Sales Tax Calculator
Add sales tax to a net price, or strip it out of a tax-inclusive total, at any rate — and see the tax amount clearly.
Adding and removing sales tax
To add sales tax, multiply the net price by the tax rate and add it on: tax = price × rate/100; total = price + tax. To remove tax from a tax-inclusive price, divide by (1 + rate/100) — you cannot simply subtract the percentage, because the tax was calculated on the smaller net amount.
Real-world example
On a net price of 2,000 at 8% sales tax, the tax is 160 and the total is 2,160. Working backwards from a tax-inclusive 2,160: net = 2,160 ÷ 1.08 = 2,000, with 160 of tax.

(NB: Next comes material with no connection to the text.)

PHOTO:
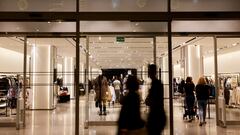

Why you divide, not subtract
If a 2,160 price includes 8% tax, the 8% was charged on 2,000, not 2,160. Subtracting 8% of 2,160 gives the wrong base — dividing by 1.08 gives the right one.
Frequently asked questions
Multiply the net price by the tax rate divided by 100 and add it. For 8% on 2,000: tax is 160, total is 2,160.
Divide the tax-inclusive total by (1 + rate/100). For an 8% inclusive 2,160: 2,160 ÷ 1.08 = 2,000 net.
Because the tax was calculated on the smaller net amount, not the larger inclusive total. Dividing by (1 + rate) gives the correct base.